When she lowered the weapon toward the ground, her cheeks looked like they contained tiny red coals, and her eyes were frozen wide, as though she were staring into a howling storm, one that was filled with invisible forces and grinding winds only she could hear.
But I didn't have time to worry about the line that Rosie had crossed and the grief and knowledge that dark moment would bring with it.
Behind me I heard wood slats breaking loose from the back of the cabin, then I saw metal chair legs crash through the window, and Alafair climbing over the windowsill, her rump hanging in midair, her pink tennis shoes swinging above the damp earth.
I ran to her, grabbed her around the waist, and held her tightly against me. She buried her head under my chin and clamped her legs on my side like a frog, and I could feel the hard resilience of her muscles, the heat in her hands, the spastic breathing in her throat as though she had just burst from deep water into warm currents of salt air and a sunlit day loud with the sound of seabirds.
"Did he hurt you, Squanto?" I said, my heart dropping with my own question.
"I told him he'd better not. I told him what you'd do. I told him you'd rip his nuts out. I told him—"
"Where'd you get this language, Alf?"
A shudder went through her body, as though she had just removed her hand from a hot object, then her eyes squeezed shut and she began to cry.
"It's all right, Baby Squanto. We're going back home now," I said.
I carried her on my hip back toward the truck, her arms around my neck, her face wet against my shirt.
I heard Rosie walking in the leaves behind me. She dumped the spent brass from the cylinder of her .357 into her palm, looked at them woodenly, then threw them tinkling into the trees.
"Get out of it, Rosie. That guy dealt the play a long time ago."
"I couldn't stop. Why didn't I stop shooting? It was over and I kept shooting."
"Because your mind shuts down in moments like that."
"No, he paid for something that happened to me a long time ago, didn't he?"
"Let the Freudians play with that stuff. They seldom spend time on the firing line.
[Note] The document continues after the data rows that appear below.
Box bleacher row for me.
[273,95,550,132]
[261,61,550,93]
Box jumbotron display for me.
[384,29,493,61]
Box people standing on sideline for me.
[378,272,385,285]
It'll pass. Believe me, it always does."
"Not hitting a man four times after he was going down. A man armed with a can of dog food."
I looked at the spreading glow out on the bay and the gulls streaking over the tide's edge.
"He had a piece on him, Rosie. You just don't remember it right now," I said, and handed Alafair to her.
I went back into the trees, found my raincoat, and carried it over my arm to the place where Murphy Doucet sat slumped among the buttercups, his torn side draining into the water. I took Lou Girard's .32 revolver from my raincoat pocket, wiped the worn bluing and the taped wooden grips on my handkerchief, fitted it into Doucet's hand, and closed his stiffened fingers around the trigger guard.
On his forearm was a set of teethmarks that looked like they had been put there by a child.